For spaces $X, Y$, there are many possible topologies for $Y^X$ (as interpreted as $Y^X = \mathcal C (X,Y)$, the space of continuous maps $X → Y$), the two most natural being
- the compact-open topology, which is the coarsest topology such that all sets of functions are open that map some fixed compact set of $X$ to some fixed open set of $Y$, and
- the product topology, which is the finest topology making all projections – in this case interpretable as evaluations – $Y^X → Y,~h ↦ h(x)$ for $x ∈ X$ continuous.
For the compact-open topology. For topological spaces $X$, $Y$ and $Z$ with $Y$ being locally compact, there turns out to be a bijection called the exponential law, namely
$$Z^{X×Y} \to (Z^Y)^X$$
This bijection is also called currying.
In this case, the uncurried version of your $f$ is the map
$$ℝ × ℝ → ℝ,~(x,t) ↦ \mathrm{e}^{t \sin x}.$$
Now the exponential law implies that $f$ is continuous if and only if this map is – so is it?
For the product topology, a map $f \colon X → Z^Y$ is continuous if and only if all its components, given by $X → Z,~x ↦ f(x)(y)$ for $y ∈ Y$ are.

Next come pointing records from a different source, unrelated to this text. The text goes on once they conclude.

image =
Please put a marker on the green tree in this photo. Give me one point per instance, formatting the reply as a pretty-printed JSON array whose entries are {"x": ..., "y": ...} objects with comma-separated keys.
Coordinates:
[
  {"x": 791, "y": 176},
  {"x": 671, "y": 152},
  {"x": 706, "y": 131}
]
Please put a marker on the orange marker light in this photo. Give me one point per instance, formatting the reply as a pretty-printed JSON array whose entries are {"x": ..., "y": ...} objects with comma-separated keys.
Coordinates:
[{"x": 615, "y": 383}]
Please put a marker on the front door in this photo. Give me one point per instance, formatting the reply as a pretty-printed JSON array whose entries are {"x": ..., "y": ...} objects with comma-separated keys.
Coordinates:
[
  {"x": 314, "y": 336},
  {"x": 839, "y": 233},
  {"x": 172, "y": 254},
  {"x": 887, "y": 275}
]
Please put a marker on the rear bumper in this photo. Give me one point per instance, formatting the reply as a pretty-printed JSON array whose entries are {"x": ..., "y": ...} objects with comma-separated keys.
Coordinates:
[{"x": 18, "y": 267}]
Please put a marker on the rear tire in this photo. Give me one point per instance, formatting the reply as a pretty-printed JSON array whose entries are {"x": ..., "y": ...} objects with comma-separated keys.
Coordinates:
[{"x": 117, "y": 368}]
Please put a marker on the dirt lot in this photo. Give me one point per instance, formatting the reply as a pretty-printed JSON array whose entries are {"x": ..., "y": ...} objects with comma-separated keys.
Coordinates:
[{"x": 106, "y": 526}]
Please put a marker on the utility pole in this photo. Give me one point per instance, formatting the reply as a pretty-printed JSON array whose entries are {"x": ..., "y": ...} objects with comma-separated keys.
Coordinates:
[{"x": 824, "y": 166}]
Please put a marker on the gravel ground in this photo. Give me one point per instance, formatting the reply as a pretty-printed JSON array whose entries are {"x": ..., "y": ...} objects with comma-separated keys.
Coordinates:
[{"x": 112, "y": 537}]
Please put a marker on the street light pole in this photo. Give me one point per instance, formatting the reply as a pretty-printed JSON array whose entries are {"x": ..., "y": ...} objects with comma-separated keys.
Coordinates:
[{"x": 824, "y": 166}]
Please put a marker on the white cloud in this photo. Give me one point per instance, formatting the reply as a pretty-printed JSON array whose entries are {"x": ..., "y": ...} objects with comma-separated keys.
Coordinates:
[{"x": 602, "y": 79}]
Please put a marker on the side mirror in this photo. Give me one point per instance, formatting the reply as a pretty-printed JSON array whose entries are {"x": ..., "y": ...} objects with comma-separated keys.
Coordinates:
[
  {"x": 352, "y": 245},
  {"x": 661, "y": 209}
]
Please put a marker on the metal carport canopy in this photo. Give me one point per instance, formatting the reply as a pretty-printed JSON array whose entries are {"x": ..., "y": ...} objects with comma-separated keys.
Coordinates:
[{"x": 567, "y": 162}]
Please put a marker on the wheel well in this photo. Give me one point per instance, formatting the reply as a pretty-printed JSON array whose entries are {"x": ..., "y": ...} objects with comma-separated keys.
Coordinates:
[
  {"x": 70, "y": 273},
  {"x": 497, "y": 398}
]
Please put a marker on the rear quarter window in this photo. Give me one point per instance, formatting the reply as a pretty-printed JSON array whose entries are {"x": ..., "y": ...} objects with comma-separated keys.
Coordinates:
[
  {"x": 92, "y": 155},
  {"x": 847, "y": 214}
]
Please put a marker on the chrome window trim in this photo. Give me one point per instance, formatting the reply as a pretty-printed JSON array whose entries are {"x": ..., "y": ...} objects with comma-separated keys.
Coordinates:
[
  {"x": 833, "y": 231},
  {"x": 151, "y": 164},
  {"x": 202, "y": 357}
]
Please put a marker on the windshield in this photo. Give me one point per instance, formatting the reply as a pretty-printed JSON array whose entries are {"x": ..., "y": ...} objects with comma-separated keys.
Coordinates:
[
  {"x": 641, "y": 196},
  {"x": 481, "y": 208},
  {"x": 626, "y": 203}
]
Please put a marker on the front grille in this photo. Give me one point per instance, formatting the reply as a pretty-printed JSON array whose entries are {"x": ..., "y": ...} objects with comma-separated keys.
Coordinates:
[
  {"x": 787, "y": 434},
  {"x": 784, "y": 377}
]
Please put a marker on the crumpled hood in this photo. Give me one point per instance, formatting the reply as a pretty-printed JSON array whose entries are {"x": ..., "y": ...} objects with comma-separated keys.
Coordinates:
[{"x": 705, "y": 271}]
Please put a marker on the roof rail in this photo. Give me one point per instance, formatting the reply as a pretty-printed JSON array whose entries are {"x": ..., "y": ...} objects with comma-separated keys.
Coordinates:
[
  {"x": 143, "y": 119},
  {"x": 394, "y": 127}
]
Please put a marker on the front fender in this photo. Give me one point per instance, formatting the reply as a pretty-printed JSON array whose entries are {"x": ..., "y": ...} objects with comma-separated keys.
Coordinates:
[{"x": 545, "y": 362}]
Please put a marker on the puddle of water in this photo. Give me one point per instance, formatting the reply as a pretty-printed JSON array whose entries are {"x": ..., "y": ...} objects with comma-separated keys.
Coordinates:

In your case, the components are for all $t ∈ ℝ$ given by
$$ℝ → ℝ,~x ↦ \mathrm{e}^{t\sin x}.$$
Are these continuous?
Caveat. As Asaf Karagila points out, $Y^X$ is ordinarily just interpreted as the set of all maps $X → Y$, in which case the single most natural topology is again the product topology, once more defined as the finest topology making all projections $Y^X → Y,~h ↦ h(x)$ for $x ∈ X$ continuous. In this case, the discussion about the product topology still holds and you can the check the continuity of $f$ component-wise.